Pick 3-5 metrics that actually matter to your 20-year vision. Ignore vanity metrics. Track the real stuff.

Then check them consistently and adjust when you drift off course.

5. Build Accountability at Every Level

Metrics without accountability are just numbers in a spreadsheet.

We use fractal accountability at our companies:

  • Daily: Quick standup on key blockers
  • Weekly: Progress against this week’s targets
  • Monthly: Review of leading indicators
  • Quarterly: Strategic objectives and pivots
  • Annual: Big rocks and multi-year trajectory

Amazon does this better than anyone. Their entire org is obsessed with “the customer.” That single focus cascades into daily checking, weekly accountability, quarterly goals, and annual planning.

Everything ladders up to the mission.

Sometimes just the act of reviewing metrics moves the needle. Your team starts self-correcting when they know they’ll report progress weekly.

6. Reward Merit, Not Tenure

This is where most small businesses fail.

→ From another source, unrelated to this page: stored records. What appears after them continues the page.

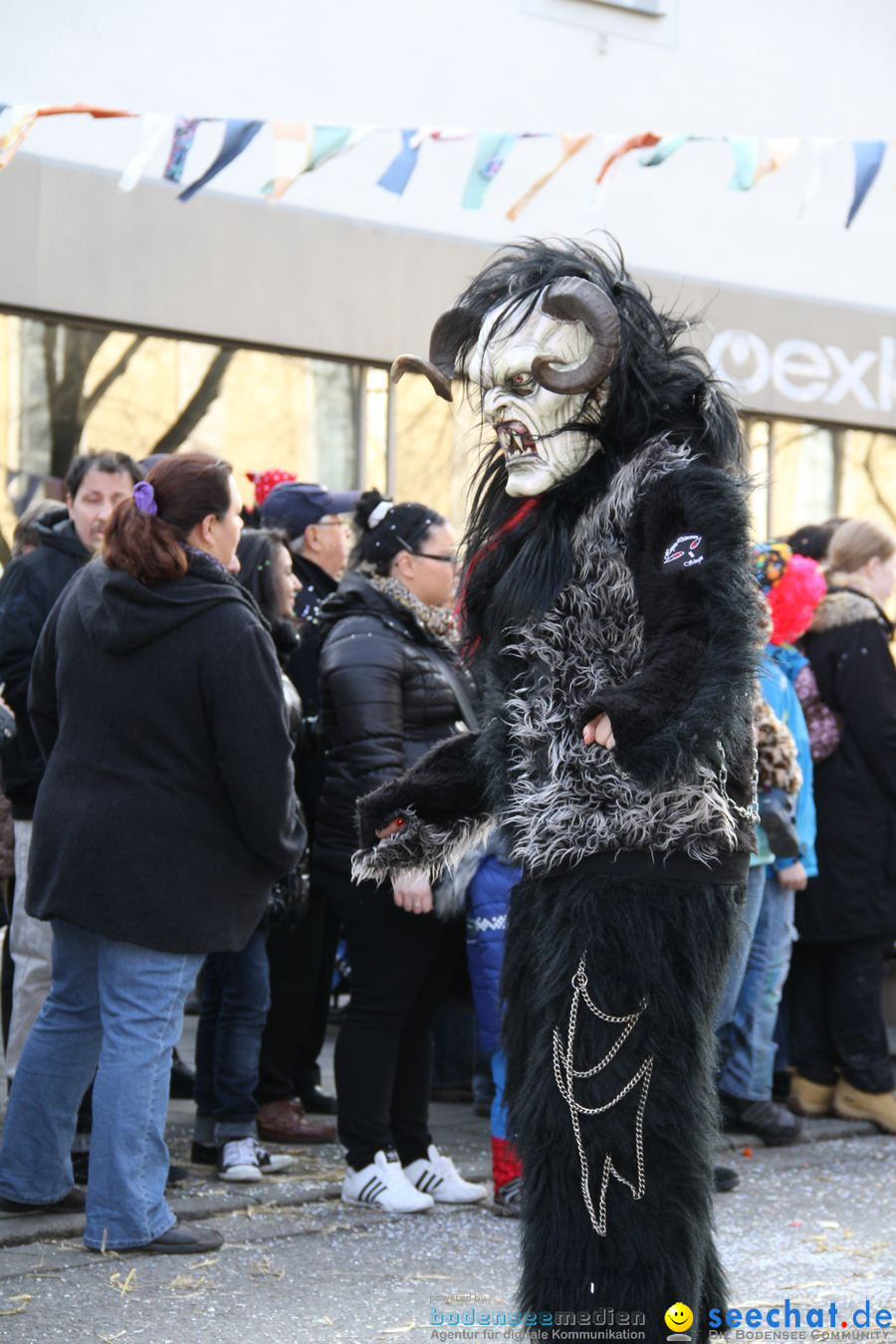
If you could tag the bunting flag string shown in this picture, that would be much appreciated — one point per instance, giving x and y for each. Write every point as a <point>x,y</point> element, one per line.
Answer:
<point>400,171</point>
<point>571,145</point>
<point>180,145</point>
<point>299,146</point>
<point>644,141</point>
<point>156,129</point>
<point>238,134</point>
<point>492,149</point>
<point>868,156</point>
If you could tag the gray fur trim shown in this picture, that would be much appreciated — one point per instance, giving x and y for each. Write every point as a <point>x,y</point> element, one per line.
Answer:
<point>422,849</point>
<point>842,607</point>
<point>568,799</point>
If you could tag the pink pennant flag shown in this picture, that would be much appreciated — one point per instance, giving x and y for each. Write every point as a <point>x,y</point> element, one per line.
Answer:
<point>646,140</point>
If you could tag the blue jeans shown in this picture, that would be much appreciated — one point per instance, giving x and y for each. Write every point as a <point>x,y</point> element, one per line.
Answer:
<point>229,1041</point>
<point>746,929</point>
<point>117,1010</point>
<point>749,1039</point>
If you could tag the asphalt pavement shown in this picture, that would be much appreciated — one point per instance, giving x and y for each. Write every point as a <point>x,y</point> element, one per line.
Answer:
<point>811,1224</point>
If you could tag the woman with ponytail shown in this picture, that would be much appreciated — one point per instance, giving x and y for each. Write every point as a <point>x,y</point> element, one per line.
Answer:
<point>165,814</point>
<point>389,690</point>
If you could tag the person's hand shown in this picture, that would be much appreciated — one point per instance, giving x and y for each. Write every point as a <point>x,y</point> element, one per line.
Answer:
<point>792,878</point>
<point>412,895</point>
<point>599,733</point>
<point>391,829</point>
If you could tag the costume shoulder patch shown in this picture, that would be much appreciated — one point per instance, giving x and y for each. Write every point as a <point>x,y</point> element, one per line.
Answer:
<point>684,553</point>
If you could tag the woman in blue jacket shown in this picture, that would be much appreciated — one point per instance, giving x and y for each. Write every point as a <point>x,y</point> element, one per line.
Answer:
<point>794,586</point>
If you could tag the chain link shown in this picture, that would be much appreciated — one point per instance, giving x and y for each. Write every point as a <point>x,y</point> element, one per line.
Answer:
<point>563,1064</point>
<point>750,813</point>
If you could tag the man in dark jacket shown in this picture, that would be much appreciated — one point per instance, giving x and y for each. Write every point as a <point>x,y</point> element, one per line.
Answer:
<point>96,483</point>
<point>301,960</point>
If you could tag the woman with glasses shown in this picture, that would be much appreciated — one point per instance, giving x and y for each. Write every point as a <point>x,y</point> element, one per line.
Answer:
<point>389,690</point>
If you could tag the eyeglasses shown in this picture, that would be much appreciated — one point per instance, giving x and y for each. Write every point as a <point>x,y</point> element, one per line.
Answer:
<point>442,560</point>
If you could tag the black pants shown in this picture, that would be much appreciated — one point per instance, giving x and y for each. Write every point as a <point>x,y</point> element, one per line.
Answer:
<point>402,965</point>
<point>835,1014</point>
<point>301,970</point>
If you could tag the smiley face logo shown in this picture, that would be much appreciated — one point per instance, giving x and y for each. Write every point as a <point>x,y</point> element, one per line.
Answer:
<point>679,1317</point>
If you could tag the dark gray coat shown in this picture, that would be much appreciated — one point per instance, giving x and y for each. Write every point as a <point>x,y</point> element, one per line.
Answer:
<point>166,809</point>
<point>854,893</point>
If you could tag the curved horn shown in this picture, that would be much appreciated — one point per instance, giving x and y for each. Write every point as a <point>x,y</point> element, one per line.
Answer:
<point>577,300</point>
<point>411,364</point>
<point>439,367</point>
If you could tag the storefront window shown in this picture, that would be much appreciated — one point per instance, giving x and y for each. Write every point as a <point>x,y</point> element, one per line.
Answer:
<point>68,387</point>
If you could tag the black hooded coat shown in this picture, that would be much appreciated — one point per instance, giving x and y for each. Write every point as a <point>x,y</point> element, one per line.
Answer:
<point>166,809</point>
<point>29,588</point>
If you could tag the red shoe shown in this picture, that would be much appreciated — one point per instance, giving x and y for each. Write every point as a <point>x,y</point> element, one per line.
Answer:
<point>285,1122</point>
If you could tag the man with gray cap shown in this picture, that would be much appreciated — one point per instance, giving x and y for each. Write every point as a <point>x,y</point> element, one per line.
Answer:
<point>301,960</point>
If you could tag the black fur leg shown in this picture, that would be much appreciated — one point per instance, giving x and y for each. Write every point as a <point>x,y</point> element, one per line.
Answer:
<point>665,944</point>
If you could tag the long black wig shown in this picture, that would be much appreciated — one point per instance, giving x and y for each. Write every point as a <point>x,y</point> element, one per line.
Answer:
<point>519,557</point>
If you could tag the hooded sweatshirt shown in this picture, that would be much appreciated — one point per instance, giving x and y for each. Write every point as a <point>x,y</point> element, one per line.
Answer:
<point>166,809</point>
<point>29,588</point>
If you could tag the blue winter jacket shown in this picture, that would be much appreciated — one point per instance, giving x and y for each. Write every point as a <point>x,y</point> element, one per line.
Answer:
<point>781,665</point>
<point>487,910</point>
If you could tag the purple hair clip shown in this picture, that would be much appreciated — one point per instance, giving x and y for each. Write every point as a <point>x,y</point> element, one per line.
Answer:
<point>145,498</point>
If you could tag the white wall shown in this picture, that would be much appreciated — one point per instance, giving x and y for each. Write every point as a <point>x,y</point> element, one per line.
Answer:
<point>772,68</point>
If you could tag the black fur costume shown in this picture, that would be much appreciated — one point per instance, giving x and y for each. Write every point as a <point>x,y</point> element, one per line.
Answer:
<point>626,590</point>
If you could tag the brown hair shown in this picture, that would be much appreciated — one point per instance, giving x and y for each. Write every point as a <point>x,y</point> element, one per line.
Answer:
<point>188,487</point>
<point>856,544</point>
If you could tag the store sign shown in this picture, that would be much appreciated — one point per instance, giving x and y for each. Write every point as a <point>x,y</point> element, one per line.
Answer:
<point>804,371</point>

They reward loyalty over performance. Time served over impact. Seniority over results.

Stop it.

The people who should succeed inside your company are the ones actively driving you toward your 20-year vision. Not the ones who’ve been around longest.

Recognize contribution. Reward alignment with the mission. Pay for performance.

If someone’s been with you 10 years but isn’t pushing you forward, they’re holding you back. If someone’s been with you 6 months and is accelerating progress, promote them.

Your compensation structure should reflect what you actually value.


The Bottom Line

Being good is easy. Everyone’s good.

Being the best at something specific? That requires:

  1. Picking the right arena
  2. Working backwards from greatness
  3. Doing things differently
  4. Measuring obsessively
  5. Holding everyone accountable
  6. Rewarding what matters

This isn’t theory. This is how we’ve built CaneKast and every company I advise.

Pick your niche. Plot your path. Execute relentlessly.

It’s not about being good. It’s about being the best.